By the Sender of the mail or the URL of the web
To try Copying an email address or mimicking a website URL to make it look like the real thing is another SPAM and phishing tactic. The sender does not correspond to the entity referred to in the body of the email. For example, if it is an official email from our bank, we expect the address to be “@tubanco.com” and not something like “@xxtubanco.com”.
On the other hand, we must check the same in the link to a web address that is not trusted, and above all that lacks what we are going to see next.

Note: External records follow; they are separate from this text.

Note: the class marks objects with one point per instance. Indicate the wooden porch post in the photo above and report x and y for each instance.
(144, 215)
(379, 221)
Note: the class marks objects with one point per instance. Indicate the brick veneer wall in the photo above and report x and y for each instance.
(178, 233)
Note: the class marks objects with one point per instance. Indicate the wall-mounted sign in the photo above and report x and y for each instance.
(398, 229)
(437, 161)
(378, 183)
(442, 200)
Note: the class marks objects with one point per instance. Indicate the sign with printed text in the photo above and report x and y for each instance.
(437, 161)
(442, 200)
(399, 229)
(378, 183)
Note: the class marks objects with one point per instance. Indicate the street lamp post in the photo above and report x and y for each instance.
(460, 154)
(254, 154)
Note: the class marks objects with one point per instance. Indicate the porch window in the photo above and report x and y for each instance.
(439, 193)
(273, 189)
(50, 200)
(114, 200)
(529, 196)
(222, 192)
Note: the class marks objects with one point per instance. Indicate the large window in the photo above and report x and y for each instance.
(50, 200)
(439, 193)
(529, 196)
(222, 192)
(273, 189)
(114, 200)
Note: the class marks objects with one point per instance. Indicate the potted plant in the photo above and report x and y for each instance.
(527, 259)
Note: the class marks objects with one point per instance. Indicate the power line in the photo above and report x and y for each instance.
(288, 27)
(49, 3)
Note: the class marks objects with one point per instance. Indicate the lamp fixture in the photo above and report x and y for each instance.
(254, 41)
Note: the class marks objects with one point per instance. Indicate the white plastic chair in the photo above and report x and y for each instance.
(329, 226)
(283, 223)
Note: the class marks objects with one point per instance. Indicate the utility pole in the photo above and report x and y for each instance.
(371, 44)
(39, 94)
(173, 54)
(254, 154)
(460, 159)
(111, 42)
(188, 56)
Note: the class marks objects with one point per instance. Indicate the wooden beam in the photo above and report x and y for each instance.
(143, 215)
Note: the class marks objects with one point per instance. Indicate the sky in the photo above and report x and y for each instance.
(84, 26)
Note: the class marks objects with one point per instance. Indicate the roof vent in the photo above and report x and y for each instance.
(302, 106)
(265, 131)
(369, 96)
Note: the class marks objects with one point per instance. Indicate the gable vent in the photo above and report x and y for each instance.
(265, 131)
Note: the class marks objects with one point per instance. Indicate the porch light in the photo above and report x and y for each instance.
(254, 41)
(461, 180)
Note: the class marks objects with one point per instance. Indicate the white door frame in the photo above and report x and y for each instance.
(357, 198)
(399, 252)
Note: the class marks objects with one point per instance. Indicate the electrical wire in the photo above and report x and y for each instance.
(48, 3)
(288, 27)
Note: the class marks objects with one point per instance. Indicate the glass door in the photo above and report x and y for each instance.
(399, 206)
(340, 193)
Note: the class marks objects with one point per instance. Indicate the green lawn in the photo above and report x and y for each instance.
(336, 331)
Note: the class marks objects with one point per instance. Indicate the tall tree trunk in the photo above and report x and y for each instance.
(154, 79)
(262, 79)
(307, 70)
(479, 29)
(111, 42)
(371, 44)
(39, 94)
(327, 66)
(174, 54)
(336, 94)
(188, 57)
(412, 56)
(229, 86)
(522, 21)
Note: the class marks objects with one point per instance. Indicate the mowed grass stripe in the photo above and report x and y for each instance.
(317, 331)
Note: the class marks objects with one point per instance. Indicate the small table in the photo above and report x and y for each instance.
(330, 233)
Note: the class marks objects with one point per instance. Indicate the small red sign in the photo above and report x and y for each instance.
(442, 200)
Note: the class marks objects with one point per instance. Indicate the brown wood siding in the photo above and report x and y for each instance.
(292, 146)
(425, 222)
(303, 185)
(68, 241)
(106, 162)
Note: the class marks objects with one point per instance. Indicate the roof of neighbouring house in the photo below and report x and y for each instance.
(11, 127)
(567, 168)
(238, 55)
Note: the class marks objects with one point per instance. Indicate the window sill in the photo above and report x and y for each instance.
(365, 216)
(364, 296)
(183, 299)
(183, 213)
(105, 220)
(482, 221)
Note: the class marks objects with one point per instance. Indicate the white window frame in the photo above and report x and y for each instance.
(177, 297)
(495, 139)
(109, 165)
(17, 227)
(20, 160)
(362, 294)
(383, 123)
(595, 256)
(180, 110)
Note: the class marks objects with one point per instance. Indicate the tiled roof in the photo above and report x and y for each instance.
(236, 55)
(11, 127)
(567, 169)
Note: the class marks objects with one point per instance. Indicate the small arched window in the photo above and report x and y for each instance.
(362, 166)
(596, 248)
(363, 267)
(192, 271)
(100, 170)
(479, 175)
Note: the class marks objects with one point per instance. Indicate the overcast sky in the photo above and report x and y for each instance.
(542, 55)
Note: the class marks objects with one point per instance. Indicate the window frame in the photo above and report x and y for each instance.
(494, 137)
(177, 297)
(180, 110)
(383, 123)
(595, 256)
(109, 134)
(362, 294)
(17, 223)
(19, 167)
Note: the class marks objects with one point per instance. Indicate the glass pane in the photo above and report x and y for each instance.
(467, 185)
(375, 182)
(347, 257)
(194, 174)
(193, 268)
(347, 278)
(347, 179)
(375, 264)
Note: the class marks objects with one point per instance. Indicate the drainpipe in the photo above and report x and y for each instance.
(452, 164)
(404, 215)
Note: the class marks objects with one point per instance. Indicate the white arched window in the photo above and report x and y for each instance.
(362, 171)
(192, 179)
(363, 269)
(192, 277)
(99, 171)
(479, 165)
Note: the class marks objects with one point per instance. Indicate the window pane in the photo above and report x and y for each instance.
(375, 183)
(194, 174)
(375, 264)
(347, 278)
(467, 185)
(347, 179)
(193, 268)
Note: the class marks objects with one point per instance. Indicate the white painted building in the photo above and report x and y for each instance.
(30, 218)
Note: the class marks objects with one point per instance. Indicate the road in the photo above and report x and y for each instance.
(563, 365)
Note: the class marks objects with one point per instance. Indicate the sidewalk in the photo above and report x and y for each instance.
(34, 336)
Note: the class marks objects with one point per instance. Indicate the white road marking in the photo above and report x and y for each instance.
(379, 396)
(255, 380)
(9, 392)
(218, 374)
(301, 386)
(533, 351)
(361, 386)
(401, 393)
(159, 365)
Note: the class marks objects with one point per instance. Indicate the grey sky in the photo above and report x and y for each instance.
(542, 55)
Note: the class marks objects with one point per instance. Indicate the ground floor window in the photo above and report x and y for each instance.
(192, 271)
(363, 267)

The Internet works with a series of protocols that allow a secure connection between your computer and the page you visit. Without them, all communications could be exposed to a cyberattack that would steal all the data of registered users or users connected to a page.
If the website does not support HTTPS or the certificate is not trusted, it is better that we do not enter, since Google is going to qualify it as an Unsafe Website. This is especially important for sites where a payment is authorized or pages that collect our bank details, since if they do not use HTTPS we will know for sure that they are not reliable.
For being different from the usual
if they try mimic an email or web address known to us and let’s try regularly, you have to look at elements such as the absence of the usual content of the web page or suspicious changes. An email from our bank may refer to us as “Dear user” despite the fact that in the rest of the emails received they refer to us by our name and surnames, or that the graphic aspect of the web address to which they link us seems to have been done in a hurry.